Total RNA preparation

Total RNA was extracted with TRIzol reagent (Invitrogen, Carlsbad, CA) according to the manufacturer's instruction. RNA was quantified and assessed for purity on a UV spectrophotometer.

Reverse transcription and real-time PCR

Total RNA (1 μg) was reverse-transcribed with oligo (dT) primer and M-MLVRT reverse transcriptase (Invitrogen, Carlsbad, CA) for cDNA synthesis. cDNA corresponding to 32 ng total RNA was used as the template in a 20 μl real-time PCR reaction with the ABI TaqMan Universal PCR Master Mix (Applied Biosystems, Foster City, CA) and the appropriate primer pair and Taqman probe. All primer pairs and Taqman probes were designed with Primer Express software v2.0 (Table 1). Real-time PCR was conducted using the ABI Prism 7300 real-time PCR system (Applied Biosystems, Foster City, CA). The quantification analysis for target gene expression was performed using the relative quantification comparative CT method [9].

Table 1 Real-time PCR primers and probes used in this study

Transactivation assay

Cells (1 × 105 cells per well) were cultured overnight in 24-well plates and then transfected with different plasmids using Lipofectamine (Invitrogen, CA) according to the manufacturer's instruction. A luciferase reporter construct harboring a retinoic acid response element (RARE/DR5) (300 ng) and expression plasmids for RXRα and RARβ (50 ng) (provided by Dr. Ronald Evans, Salk Institute, CA) were used for co-transfection. A Renilla luciferase expression plasmid (10 ng) was also included in co-transfection for normalization of transfection efficiency. Cells were then treated with either DMSO or fenretinide (10 μM) for 48 hours. Fresh medium containing fenretinide was provided every 24 hours. After 48 hours, cells were harvested and firefly and renilla luciferase activities were measured using the Dual Luciferase Reporter Assay System (Promega, Madison, WI) in a luminometer.

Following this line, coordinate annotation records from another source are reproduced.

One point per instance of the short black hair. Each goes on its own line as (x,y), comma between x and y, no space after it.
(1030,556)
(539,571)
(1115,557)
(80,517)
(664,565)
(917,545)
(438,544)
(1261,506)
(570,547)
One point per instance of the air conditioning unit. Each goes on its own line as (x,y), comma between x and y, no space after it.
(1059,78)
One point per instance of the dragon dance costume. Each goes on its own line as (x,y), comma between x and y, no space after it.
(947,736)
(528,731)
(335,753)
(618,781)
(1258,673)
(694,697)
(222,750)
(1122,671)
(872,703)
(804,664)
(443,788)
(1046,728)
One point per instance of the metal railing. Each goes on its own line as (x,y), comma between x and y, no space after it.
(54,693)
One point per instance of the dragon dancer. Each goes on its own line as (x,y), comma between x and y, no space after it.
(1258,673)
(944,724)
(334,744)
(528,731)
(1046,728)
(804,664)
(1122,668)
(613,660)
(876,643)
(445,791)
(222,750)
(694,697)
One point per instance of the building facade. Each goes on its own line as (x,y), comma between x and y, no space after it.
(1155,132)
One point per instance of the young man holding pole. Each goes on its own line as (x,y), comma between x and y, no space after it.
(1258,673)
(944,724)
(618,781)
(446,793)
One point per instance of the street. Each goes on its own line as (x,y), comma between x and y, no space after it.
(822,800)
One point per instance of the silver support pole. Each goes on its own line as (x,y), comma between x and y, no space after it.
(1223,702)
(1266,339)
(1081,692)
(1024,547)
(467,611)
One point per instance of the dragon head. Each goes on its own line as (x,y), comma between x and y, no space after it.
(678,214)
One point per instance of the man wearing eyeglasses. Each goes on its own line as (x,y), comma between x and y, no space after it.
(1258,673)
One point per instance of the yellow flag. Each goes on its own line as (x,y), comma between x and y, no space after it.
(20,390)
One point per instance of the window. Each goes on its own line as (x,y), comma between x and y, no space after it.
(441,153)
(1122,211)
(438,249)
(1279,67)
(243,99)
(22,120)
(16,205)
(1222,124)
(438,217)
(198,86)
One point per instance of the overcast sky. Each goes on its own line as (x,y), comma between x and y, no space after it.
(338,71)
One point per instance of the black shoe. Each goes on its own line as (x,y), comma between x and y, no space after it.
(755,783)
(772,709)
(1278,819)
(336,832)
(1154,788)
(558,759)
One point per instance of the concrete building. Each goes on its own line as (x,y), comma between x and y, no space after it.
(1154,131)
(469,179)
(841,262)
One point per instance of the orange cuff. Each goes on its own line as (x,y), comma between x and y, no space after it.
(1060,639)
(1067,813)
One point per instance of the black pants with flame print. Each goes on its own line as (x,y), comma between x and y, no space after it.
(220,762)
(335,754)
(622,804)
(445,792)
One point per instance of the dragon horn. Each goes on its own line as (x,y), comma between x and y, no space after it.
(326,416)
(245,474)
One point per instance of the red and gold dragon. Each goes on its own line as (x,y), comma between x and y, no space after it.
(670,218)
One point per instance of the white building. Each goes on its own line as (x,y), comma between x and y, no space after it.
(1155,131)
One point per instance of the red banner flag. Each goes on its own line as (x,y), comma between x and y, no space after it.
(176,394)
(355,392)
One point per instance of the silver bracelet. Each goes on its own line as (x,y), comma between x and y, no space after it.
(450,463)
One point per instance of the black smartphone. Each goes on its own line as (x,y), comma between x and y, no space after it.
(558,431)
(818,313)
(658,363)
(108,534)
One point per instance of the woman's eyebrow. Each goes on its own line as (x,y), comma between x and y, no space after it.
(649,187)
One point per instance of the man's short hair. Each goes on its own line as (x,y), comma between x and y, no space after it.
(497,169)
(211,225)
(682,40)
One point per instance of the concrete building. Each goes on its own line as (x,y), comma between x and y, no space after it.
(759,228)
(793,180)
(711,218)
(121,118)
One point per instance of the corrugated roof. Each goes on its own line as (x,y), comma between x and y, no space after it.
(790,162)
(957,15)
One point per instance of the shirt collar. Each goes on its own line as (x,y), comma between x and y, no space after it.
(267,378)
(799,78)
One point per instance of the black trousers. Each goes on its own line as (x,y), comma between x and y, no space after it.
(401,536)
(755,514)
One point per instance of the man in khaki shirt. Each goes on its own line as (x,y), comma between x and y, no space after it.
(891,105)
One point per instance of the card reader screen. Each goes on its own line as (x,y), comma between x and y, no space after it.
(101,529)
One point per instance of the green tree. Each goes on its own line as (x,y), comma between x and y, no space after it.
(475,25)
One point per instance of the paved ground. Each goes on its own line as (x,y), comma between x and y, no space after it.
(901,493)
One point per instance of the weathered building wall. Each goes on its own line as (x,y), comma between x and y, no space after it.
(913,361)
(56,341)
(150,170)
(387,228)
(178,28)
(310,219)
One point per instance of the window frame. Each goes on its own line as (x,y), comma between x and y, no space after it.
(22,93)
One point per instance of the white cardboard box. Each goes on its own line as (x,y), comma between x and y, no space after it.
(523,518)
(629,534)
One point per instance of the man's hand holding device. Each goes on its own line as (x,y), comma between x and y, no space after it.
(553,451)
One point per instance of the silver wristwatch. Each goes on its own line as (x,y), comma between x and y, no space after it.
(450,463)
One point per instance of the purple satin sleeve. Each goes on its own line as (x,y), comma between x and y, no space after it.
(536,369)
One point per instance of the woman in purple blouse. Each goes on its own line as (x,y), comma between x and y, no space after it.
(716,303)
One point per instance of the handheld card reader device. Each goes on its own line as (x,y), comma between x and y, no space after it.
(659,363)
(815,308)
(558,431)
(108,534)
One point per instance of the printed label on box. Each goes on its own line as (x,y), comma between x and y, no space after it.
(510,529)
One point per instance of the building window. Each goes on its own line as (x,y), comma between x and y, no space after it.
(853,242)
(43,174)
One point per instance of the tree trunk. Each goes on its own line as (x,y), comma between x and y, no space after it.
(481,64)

Chromatin immunoprecipitation (ChIP) assay

ChIP was performed using the ChIP assay kit from Upstate (Charlottesville, VA) and antibodies specific for RARβ (1:600, Santa Cruz, Santa Cruz, CA). Control ChIP was performed using a normal rabbit IgG (Santa Cruz, Santa Cruz, CA). The immunoprecipitated DNA fragments were amplified by PCR with primer pairs encompassing the proximal RARE of human RARβ or CYP26A1 gene (RARβ: sense 5'-TGGGTCATTTGAAGGTTAG-3', antisense 5'-GTTCTCGGCATCCCAGTC-3'; CYP26A1: sense 5'-CCGCAATTAAAGATGAACT-3', antisense 5'-TACAGGTCCCAGAGCTTGAT-3').

siRNA transfection

Scramble siRNA and pre-designed siRNA for human RARβ gene were purchased from Ambion (Austin, TX). Huh-7 cells were transfected with siRNA (10 nM per 1 × 105 cells) using Lipofectamine™ RNAiMAX Transfection Reagent (Invitrogen, Carlsbad, CA) following the manufacturer's instruction. Cells were harvested 48 hours post-transfection for evaluation of RARβ knockdown efficiency.

Statistical analysis

Data are presented as mean ± S.E.M. Statistical analysis was performed using Student's t-test or one-way ANOVA. Significance was defined by p < 0.05.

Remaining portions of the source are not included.